Elle voulut marcher, mais elle chancela.

— Appuyez-vous sur moi, mademoiselle, dit doucement Jean.

Sans hésitation elle prit son bras.

Quelques jours avant, la jeune fille eût certainement hésité à accepter l’aide d’un étranger, mais les heures passées dans un danger commun rapprochent plus que des années de relations mondaines.

Jean et Stella n’étaient plus des étrangers l’un pour l’autre.
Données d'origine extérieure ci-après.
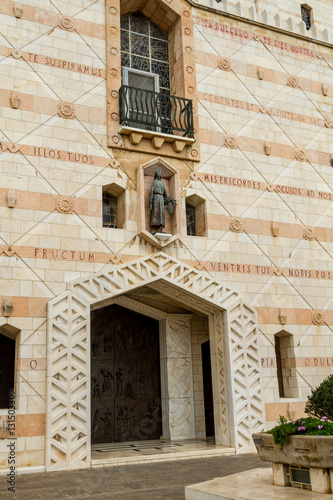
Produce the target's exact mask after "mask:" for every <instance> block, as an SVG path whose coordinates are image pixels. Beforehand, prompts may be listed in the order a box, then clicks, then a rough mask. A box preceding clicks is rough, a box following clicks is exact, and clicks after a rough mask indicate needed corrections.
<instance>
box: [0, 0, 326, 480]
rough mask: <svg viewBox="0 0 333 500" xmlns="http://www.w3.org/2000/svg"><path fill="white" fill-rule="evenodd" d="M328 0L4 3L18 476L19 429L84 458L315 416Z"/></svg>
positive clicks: (20, 437) (7, 218)
mask: <svg viewBox="0 0 333 500" xmlns="http://www.w3.org/2000/svg"><path fill="white" fill-rule="evenodd" d="M286 9H288V11H287V10H286ZM330 10H332V14H333V7H332V6H331V5H330V4H329V3H327V1H326V0H314V1H313V3H312V4H311V5H308V4H300V3H299V2H296V1H295V0H290V1H289V2H288V5H287V6H281V5H279V4H278V3H277V2H276V1H274V0H256V1H251V0H248V1H246V2H237V3H236V2H233V1H230V2H229V1H228V0H220V1H218V0H204V1H201V2H196V1H194V0H149V1H142V0H126V1H123V0H96V1H92V0H78V1H77V2H74V4H73V2H71V1H70V0H52V1H50V2H48V3H47V6H46V5H45V2H44V1H42V0H22V2H14V1H11V0H8V1H6V2H4V3H3V5H1V6H0V65H1V71H0V88H1V97H0V104H1V114H0V169H1V176H0V210H1V226H0V227H1V229H0V266H1V272H0V290H1V304H0V305H1V310H0V360H1V363H0V377H1V383H0V384H1V387H0V473H6V471H8V468H9V463H8V460H9V453H10V452H9V451H8V450H9V449H8V447H7V445H8V440H9V439H10V438H11V437H15V438H17V439H16V450H15V452H16V467H18V468H20V469H21V470H25V468H30V469H31V470H47V471H53V470H69V469H77V468H85V467H90V466H91V465H92V457H91V449H92V446H95V445H96V444H105V443H120V442H130V441H140V440H143V441H148V440H156V439H159V438H160V437H162V438H163V439H164V440H166V441H170V442H173V441H180V440H181V441H186V440H195V439H197V440H200V439H206V438H207V437H213V436H214V438H215V443H216V445H219V446H224V447H230V448H232V449H234V450H235V452H236V453H248V452H251V451H253V450H254V447H253V443H252V438H251V435H252V433H253V432H257V431H260V430H262V429H266V428H269V427H270V426H272V425H273V424H274V423H275V422H276V421H277V420H278V418H279V415H283V416H285V417H286V418H289V419H293V418H298V417H301V416H302V415H303V411H304V404H305V401H306V398H307V396H308V395H309V394H310V392H311V390H312V389H313V388H315V387H316V386H318V385H319V383H320V382H321V381H322V380H323V379H324V378H325V377H326V376H327V375H329V374H330V373H331V372H332V367H333V336H332V325H333V307H332V301H333V299H332V288H333V287H332V283H333V265H332V251H333V248H332V242H333V228H332V201H333V190H332V166H333V160H332V158H333V157H332V153H333V151H332V128H333V111H332V104H333V86H332V72H333V50H332V49H333V40H331V38H330V35H329V33H330V31H331V28H332V26H331V25H330V23H331V24H332V21H330V19H333V16H330V15H329V11H330Z"/></svg>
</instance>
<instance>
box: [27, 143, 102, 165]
mask: <svg viewBox="0 0 333 500" xmlns="http://www.w3.org/2000/svg"><path fill="white" fill-rule="evenodd" d="M34 156H40V157H42V158H49V159H51V160H53V159H54V160H63V161H71V162H76V163H86V164H88V165H94V158H93V157H92V156H90V155H83V154H81V153H70V152H69V151H59V150H58V149H48V148H37V147H34Z"/></svg>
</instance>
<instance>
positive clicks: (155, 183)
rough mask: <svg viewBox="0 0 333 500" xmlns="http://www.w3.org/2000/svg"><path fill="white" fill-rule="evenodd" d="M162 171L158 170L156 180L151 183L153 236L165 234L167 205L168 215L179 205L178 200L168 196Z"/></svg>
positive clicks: (151, 219)
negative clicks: (168, 213)
mask: <svg viewBox="0 0 333 500" xmlns="http://www.w3.org/2000/svg"><path fill="white" fill-rule="evenodd" d="M161 178H162V170H161V169H160V168H158V169H156V171H155V175H154V180H153V182H152V183H151V188H150V193H149V210H150V227H151V228H152V234H156V233H163V228H164V227H165V205H166V206H167V210H168V213H169V214H170V215H171V214H172V213H173V206H174V205H176V204H177V202H176V200H174V199H173V198H171V196H169V195H168V193H167V190H166V188H165V184H164V182H163V181H161Z"/></svg>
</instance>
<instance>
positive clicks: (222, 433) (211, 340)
mask: <svg viewBox="0 0 333 500" xmlns="http://www.w3.org/2000/svg"><path fill="white" fill-rule="evenodd" d="M209 341H210V355H211V367H212V386H213V400H214V425H215V442H216V444H218V445H222V446H230V436H229V417H228V405H227V381H226V364H225V355H224V351H225V341H224V325H223V316H222V312H221V311H219V312H216V313H215V314H214V315H210V317H209Z"/></svg>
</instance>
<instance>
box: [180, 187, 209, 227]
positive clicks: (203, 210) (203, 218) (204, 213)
mask: <svg viewBox="0 0 333 500" xmlns="http://www.w3.org/2000/svg"><path fill="white" fill-rule="evenodd" d="M185 207H186V234H187V235H188V236H204V235H205V230H206V204H205V200H204V199H203V198H201V196H199V195H197V194H193V195H191V196H188V197H187V198H186V200H185Z"/></svg>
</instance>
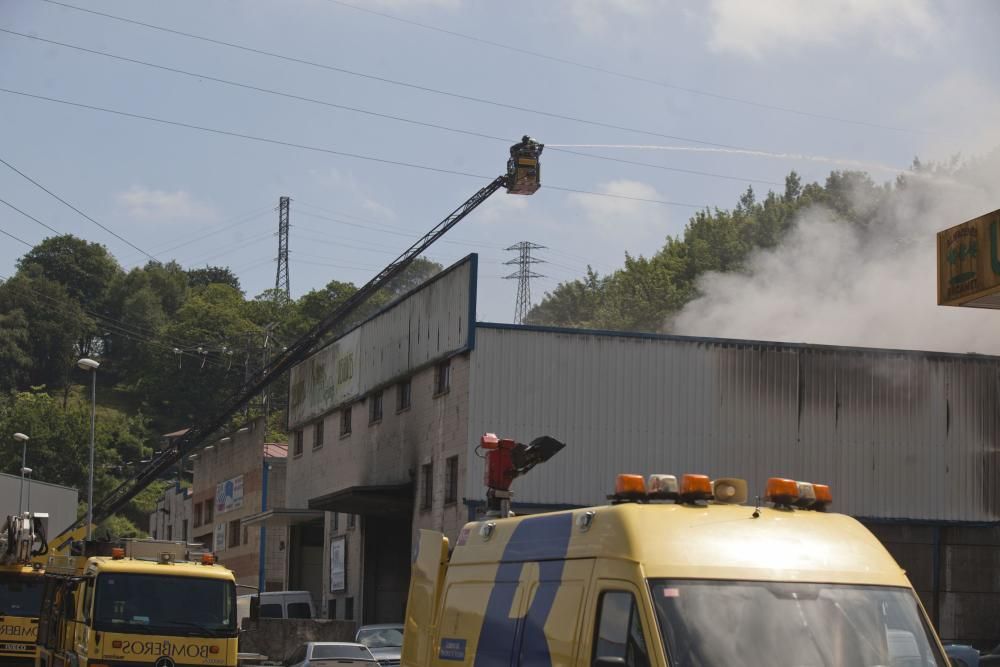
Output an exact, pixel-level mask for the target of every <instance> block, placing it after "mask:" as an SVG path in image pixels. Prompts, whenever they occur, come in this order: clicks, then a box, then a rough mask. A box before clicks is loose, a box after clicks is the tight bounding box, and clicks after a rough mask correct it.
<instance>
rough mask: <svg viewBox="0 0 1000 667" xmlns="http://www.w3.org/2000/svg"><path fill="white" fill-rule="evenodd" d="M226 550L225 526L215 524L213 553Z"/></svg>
mask: <svg viewBox="0 0 1000 667" xmlns="http://www.w3.org/2000/svg"><path fill="white" fill-rule="evenodd" d="M225 549H226V524H225V523H217V524H215V549H214V551H216V552H219V551H225Z"/></svg>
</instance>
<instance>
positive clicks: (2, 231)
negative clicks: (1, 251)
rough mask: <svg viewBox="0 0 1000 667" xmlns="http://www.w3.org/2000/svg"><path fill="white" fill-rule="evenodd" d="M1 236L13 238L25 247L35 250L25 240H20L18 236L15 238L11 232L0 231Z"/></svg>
mask: <svg viewBox="0 0 1000 667" xmlns="http://www.w3.org/2000/svg"><path fill="white" fill-rule="evenodd" d="M0 234H3V235H4V236H9V237H10V238H12V239H14V240H15V241H18V242H20V243H23V244H24V245H26V246H28V247H29V248H34V247H35V246H33V245H32V244H30V243H28V242H27V241H25V240H24V239H22V238H18V237H16V236H14V235H13V234H11V233H10V232H7V231H4V230H3V229H0Z"/></svg>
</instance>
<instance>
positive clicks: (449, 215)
mask: <svg viewBox="0 0 1000 667" xmlns="http://www.w3.org/2000/svg"><path fill="white" fill-rule="evenodd" d="M542 148H543V146H542V144H539V143H537V142H535V141H533V140H532V139H531V138H530V137H528V136H525V137H524V138H523V139H522V141H521V142H520V143H518V144H515V145H513V146H512V147H511V149H510V152H511V157H510V160H509V161H508V163H507V173H506V174H504V175H502V176H498V177H497V178H495V179H494V180H493V181H492V182H491V183H490V184H489V185H487V186H485V187H484V188H482V189H480V190H479V191H478V192H476V193H475V194H474V195H472V196H471V197H469V199H467V200H466V201H465V202H464V203H463V204H462V205H461V206H459V207H458V208H456V209H455V210H454V211H452V212H451V214H449V215H448V216H447V217H446V218H445V219H444V220H442V221H441V222H439V223H438V224H437V225H435V226H434V227H433V228H432V229H431V230H430V231H429V232H427V233H426V234H424V236H423V237H421V238H420V239H419V240H417V241H416V242H415V243H414V244H413V245H411V246H410V247H409V248H407V249H406V250H405V251H403V253H402V254H400V255H399V257H397V258H396V259H395V260H393V261H392V262H391V263H390V264H389V265H388V266H386V267H385V268H384V269H382V270H381V271H380V272H379V273H378V274H377V275H376V276H375V277H374V278H372V279H371V280H369V281H368V282H367V283H365V284H364V285H363V286H362V287H361V288H360V289H358V291H356V292H355V293H354V294H353V295H351V296H350V297H349V298H348V299H347V300H346V301H345V302H344V303H343V304H341V305H340V307H338V308H337V309H336V310H334V311H333V312H332V313H330V314H329V315H327V316H326V317H325V318H323V320H321V321H320V322H319V323H318V324H316V325H315V326H314V327H313V328H312V329H311V330H309V331H308V332H307V333H305V334H304V335H303V336H301V337H300V338H299V339H298V340H296V341H295V342H294V343H293V344H291V345H289V346H288V348H287V349H286V350H285V351H283V352H282V353H281V354H279V355H277V356H276V357H275V358H274V359H273V360H272V361H271V363H269V364H268V365H267V366H266V367H265V368H263V369H262V370H261V371H260V372H259V373H257V374H256V375H255V376H254V377H253V378H251V380H250V382H249V383H247V384H246V385H245V387H244V388H243V390H242V391H241V393H240V394H239V395H238V396H237V397H236V398H234V399H233V400H232V401H231V402H230V403H229V404H228V405H227V406H226V407H225V408H224V409H223V410H221V411H220V412H219V414H218V415H216V416H214V417H212V418H210V419H207V420H206V421H205V422H203V423H201V424H197V425H195V426H194V427H192V428H191V429H189V430H188V432H187V433H185V434H184V435H183V436H181V437H180V438H178V439H177V440H175V441H174V446H173V447H172V449H171V450H169V451H167V452H164V453H163V454H162V455H161V456H159V457H157V458H156V459H154V460H153V461H152V462H151V463H150V464H149V465H147V466H146V467H145V468H143V469H141V470H140V471H139V472H138V473H137V474H136V475H135V477H133V478H131V479H129V480H126V481H125V482H123V483H122V484H121V485H120V486H118V487H117V488H116V489H114V490H113V491H112V492H111V493H109V494H108V495H107V496H105V497H104V498H102V499H101V500H100V501H98V502H97V503H95V504H94V507H93V511H92V514H93V521H94V523H95V524H96V523H100V522H101V521H103V520H104V519H106V518H108V517H109V516H111V515H113V514H114V513H115V512H116V511H118V510H119V509H120V508H122V507H123V506H124V505H125V504H126V503H128V502H129V501H130V500H131V499H132V498H134V497H135V496H136V495H137V494H139V493H140V492H141V491H142V490H143V489H145V488H146V487H147V486H149V484H150V483H152V482H153V481H155V480H156V479H158V478H159V477H160V476H161V475H162V474H163V473H164V472H166V471H167V470H169V469H170V468H171V467H172V466H174V465H176V463H177V462H178V461H179V460H180V459H181V458H182V457H184V456H186V455H187V454H190V453H192V452H193V451H195V450H196V449H198V448H200V447H201V446H202V445H204V444H205V443H206V441H207V440H209V439H210V438H211V437H212V436H213V435H214V434H215V433H216V432H218V431H219V430H220V429H222V428H224V427H225V426H226V424H227V423H228V422H229V420H230V419H231V418H232V416H233V415H234V414H236V412H238V411H239V410H241V409H243V407H244V406H246V405H247V403H249V402H250V400H252V399H253V397H254V396H257V395H258V394H259V393H260V392H261V391H262V390H263V389H264V388H266V387H267V386H268V385H269V384H270V383H271V382H272V381H273V380H274V378H277V377H278V376H280V375H281V374H282V373H284V372H286V371H288V370H289V369H291V368H292V366H295V365H296V364H298V363H300V362H301V361H303V360H305V359H306V358H307V357H308V355H309V354H310V353H311V352H312V351H313V350H314V348H315V347H316V346H317V344H319V343H320V341H321V340H322V339H323V337H324V336H325V335H326V334H328V333H330V332H331V331H335V330H336V329H337V327H338V326H339V325H341V324H342V323H343V322H345V321H346V320H347V318H348V317H349V316H350V315H351V314H352V313H353V312H354V311H355V310H357V308H358V307H359V306H361V305H362V304H363V303H364V302H365V301H367V300H368V299H369V298H370V297H371V296H372V295H373V294H375V293H376V292H377V291H378V290H380V289H381V288H382V287H384V286H385V285H386V284H387V283H388V282H389V281H390V280H392V279H393V278H395V277H396V276H398V275H399V274H400V273H402V272H403V270H404V269H406V267H407V266H409V265H410V263H412V262H413V260H414V259H416V258H417V257H418V256H420V255H421V254H422V253H424V252H425V251H426V250H427V249H428V248H429V247H430V246H431V245H433V244H434V243H435V242H436V241H437V240H438V239H440V238H441V237H442V236H444V235H445V234H446V233H447V232H448V230H450V229H451V228H452V227H454V226H455V225H456V224H458V223H459V222H460V221H461V220H462V219H463V218H464V217H465V216H467V215H469V213H471V212H472V211H474V210H475V209H476V208H477V207H478V206H479V205H480V204H482V203H483V202H484V201H486V200H487V199H488V198H489V197H490V196H491V195H492V194H494V193H495V192H496V191H497V190H499V189H500V188H501V187H504V186H506V187H507V191H508V192H510V193H513V194H532V193H533V192H535V191H536V190H537V189H538V186H539V183H540V177H539V166H538V156H539V155H540V154H541V152H542ZM85 523H86V519H85V518H80V519H77V521H76V522H75V523H74V524H73V525H71V526H70V527H69V528H67V529H66V530H64V531H63V532H62V533H61V534H60V535H59V536H58V537H56V538H55V539H54V540H53V542H54V544H55V546H54V548H55V550H56V551H62V550H63V549H64V548H65V547H66V545H67V544H68V543H69V542H70V541H72V540H74V539H76V538H77V537H78V536H79V534H80V530H81V528H83V527H84V526H85Z"/></svg>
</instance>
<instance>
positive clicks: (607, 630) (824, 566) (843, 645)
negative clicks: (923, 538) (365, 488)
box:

Il leur semblait qu’ils s’étaient toujours connus, et ils se fussent naïvement étonnés si quelqu’un leur avait rappelé qu’ils s’étaient rencontrés, la veille, pour la première fois.

Autour d’eux, c’était le désert, le silence.

— Nous sommes à quelques mètres en contre-bas de la crête du morne Rouge, reprit l’ingénieur ; hissons-nous jusque-là, nous dominerons le pays.

— Et nous apercevrons peut-être la maison…

Stella se tut. Elle n’osa pas ajouter :

— La maison de mon père.

Son cœur était serré. Un pressentiment lugubre avait traversé sa pensée. Elle s’était sentie orpheline. Et ses grands yeux voilés de larmes se fixèrent longuement sur son compagnon.